The developer of a crematorium in County Galway says that 1,000 funerals from the West of Ireland have gone to Dublin for cremation over the past year.
Kevin Tuohy of BKT Construction hopes to alleviate the trauma for families in the future by having his planned crematorium for Ballinasloe up and running early this year.
Planning permission was granted for the development which is represent an investment of some €3.5 million in the town.
The new crematorium will be constructed at Garbally Demesne and will be the first of its kind in the West of Ireland.
The old Ballinasloe Town Council granted permission to Mr Tuohy of BKT Construction, Conicare, Clostoken for a single-storey crematorium on a greenfield site close to the N6 on the Galway side of the town.
At present people along the western seaboard have to use crematoriums in Cork or Dublin, so the facility is being viewed as being much needed.
The Ballinasloe facility comprises a reflection room, ceremony room, cremator and other ancillary rooms and services as well as a memorial garden and is subject to 14 conditions being complied with.

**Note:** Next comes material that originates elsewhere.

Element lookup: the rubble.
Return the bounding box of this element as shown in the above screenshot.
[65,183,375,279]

Mr. Tuohy said that he conducted a survey of 135 funeral directors in the West of Ireland and discovered that around 1,000 bodies were sent from the region for cremation in Dublin.
It will be a major investment in the town of Ballinasloe as well as creating a number of jobs. It will also take pressure off some rural graveyards which are struggling with space at the moment.
Kevin Tuohy told The Connacht Tribune that the crematorium would be up and running next year at the latest. He had already received inquiries from undertakers from Donegal, Sligo, Mayo, Galway and Clare about the facilities that he will be providing. There was opposition to the development on the grounds that it would devalue property in the vicinity.
There was even a submission which suggested that the poor oral health in the elderly population would result in toxic omissions.
Those opposed to the development said that dangerous emissions from a crematorium could have a serious impact on local residents of Ballinasloe.